COPY FROM

Copy data from files into a table.

Synopsis

COPY table_ident FROM uri [ WITH ( option = value [, ...] ) ]

where option can be one of:

  • bulk_size integer
  • concurrency integer
  • shared boolean
  • num_readers integer
  • compression string

Description

COPY FROM copies data from a URI to the specified table.

The nodes in the cluster will attempt to access the resources available under the URI and import the data.

The file(s) must contain one JSON formatted row per line.

For examples see: Importing data.

Supported URI Schemes

file

The default scheme used if the scheme isn’t part of the used URI.

The filepath given must be an absolute path and accessable by the crate process.

By default each node will attempt to read the files specified. If the URI points to a shared folder the shared option must be set to true in order to avoid duplicate imports.

s3

Can be used to access buckets on the Amazon AWS S3 Service:

s3://[<accesskey>:<secretkey>]@<bucketname>/<path>

If the accesskey and secret key is ommited an attempt to load the credentials from the environment or java settings is made.
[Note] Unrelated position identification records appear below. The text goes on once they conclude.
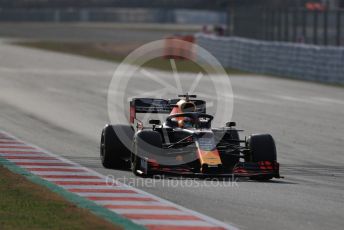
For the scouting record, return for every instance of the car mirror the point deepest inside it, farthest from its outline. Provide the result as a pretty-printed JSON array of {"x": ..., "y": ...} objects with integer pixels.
[{"x": 231, "y": 124}]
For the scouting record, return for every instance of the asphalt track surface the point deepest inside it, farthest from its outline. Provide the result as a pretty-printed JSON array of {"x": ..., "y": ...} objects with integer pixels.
[
  {"x": 59, "y": 102},
  {"x": 92, "y": 32}
]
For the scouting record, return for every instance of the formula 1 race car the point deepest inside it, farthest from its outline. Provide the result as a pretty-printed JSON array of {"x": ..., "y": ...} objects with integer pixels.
[{"x": 185, "y": 143}]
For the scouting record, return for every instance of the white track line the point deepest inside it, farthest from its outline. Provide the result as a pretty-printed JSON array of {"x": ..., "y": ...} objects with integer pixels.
[{"x": 115, "y": 198}]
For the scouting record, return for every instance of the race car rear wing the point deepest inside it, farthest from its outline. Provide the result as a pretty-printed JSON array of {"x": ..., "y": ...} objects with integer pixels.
[{"x": 153, "y": 105}]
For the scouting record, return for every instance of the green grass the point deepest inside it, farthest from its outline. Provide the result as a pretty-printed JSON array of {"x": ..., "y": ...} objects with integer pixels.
[
  {"x": 115, "y": 52},
  {"x": 25, "y": 205}
]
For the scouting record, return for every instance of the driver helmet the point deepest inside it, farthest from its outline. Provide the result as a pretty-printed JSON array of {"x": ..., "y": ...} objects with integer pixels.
[{"x": 186, "y": 123}]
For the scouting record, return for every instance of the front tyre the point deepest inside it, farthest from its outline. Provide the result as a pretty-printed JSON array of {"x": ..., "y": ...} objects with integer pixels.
[
  {"x": 262, "y": 148},
  {"x": 113, "y": 153}
]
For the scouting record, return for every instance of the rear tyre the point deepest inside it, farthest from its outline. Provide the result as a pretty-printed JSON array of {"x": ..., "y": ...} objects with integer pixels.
[
  {"x": 262, "y": 148},
  {"x": 147, "y": 145},
  {"x": 113, "y": 153}
]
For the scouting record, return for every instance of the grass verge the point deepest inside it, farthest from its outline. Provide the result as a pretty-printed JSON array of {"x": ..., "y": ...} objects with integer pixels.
[
  {"x": 115, "y": 52},
  {"x": 25, "y": 205}
]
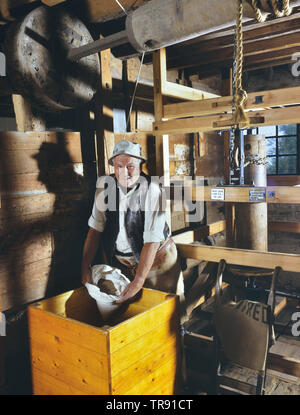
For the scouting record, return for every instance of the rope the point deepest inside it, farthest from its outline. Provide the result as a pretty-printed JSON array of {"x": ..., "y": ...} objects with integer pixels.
[
  {"x": 286, "y": 10},
  {"x": 121, "y": 6},
  {"x": 240, "y": 118},
  {"x": 134, "y": 92}
]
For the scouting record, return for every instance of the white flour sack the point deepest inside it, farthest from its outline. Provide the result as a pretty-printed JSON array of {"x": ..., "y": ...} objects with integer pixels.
[{"x": 108, "y": 284}]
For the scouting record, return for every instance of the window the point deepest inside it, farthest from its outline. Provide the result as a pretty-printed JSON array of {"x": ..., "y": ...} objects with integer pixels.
[{"x": 282, "y": 143}]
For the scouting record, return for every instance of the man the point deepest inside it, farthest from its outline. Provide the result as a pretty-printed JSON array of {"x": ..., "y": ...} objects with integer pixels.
[{"x": 133, "y": 230}]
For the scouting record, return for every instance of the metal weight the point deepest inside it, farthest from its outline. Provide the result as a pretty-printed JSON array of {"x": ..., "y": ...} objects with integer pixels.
[{"x": 36, "y": 50}]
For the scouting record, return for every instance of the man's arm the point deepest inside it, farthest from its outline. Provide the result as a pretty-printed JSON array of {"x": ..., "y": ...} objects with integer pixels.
[
  {"x": 146, "y": 261},
  {"x": 89, "y": 251}
]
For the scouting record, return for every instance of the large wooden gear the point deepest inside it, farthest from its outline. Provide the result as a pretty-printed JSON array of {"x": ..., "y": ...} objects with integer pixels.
[{"x": 36, "y": 49}]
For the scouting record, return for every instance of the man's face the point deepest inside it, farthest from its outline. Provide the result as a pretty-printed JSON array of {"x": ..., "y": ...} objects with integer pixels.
[{"x": 127, "y": 169}]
Environment Variables - AWS_ACCESS_KEY_ID and AWS_SECRET_KEY Java System Properties - aws.accessKeyId and aws.secretKey

Using a s3 URI will set the shared option implicitly.

Parameters

table_ident:The name (optionally schema-qualified) of an existing table where the data should be put.
uri:An expression which evaluates to a uri as defined in RFC2396. The supported schemes are listed above. The last part of the path may also contain * wildcards to match multiple files.

WITH Clause

The optional WITH clause can specify options for the COPY FROM statement.

[ WITH ( option = value [, ...] ) ]

Options

bulk_size

Crate will process the lines it reads from the path in bulks. This option specifies the size of such a bulk. The default is 10000.

Must be set to a number greater than 0

Warning

A bulk_size that is too high will cause a very high load on the cluster and some lines that should be inserted might even be dropped.

concurrency

The number of parallel bulk actions that should be executed. Default is 4. Must be set to a number greater than 0.

Warning

Similar to a high bulk_size a high concurrency setting will cause a very high load on the cluster.

shared

This option should be set if the URI points to a shared storage. It will prevent multiple nodes/readers from importing the same file.

The default value depends on the used URI scheme.

num_readers

The number of nodes that will read the resources specified in the URI. Defaults to the number of nodes available in the cluster. If the option is set to a number greater than the number of available nodes it will still only use each node only once to do the import.

Must be an integer that is greater than 0.

compression

The default value is null. Can be set to gzip to read gzipped files.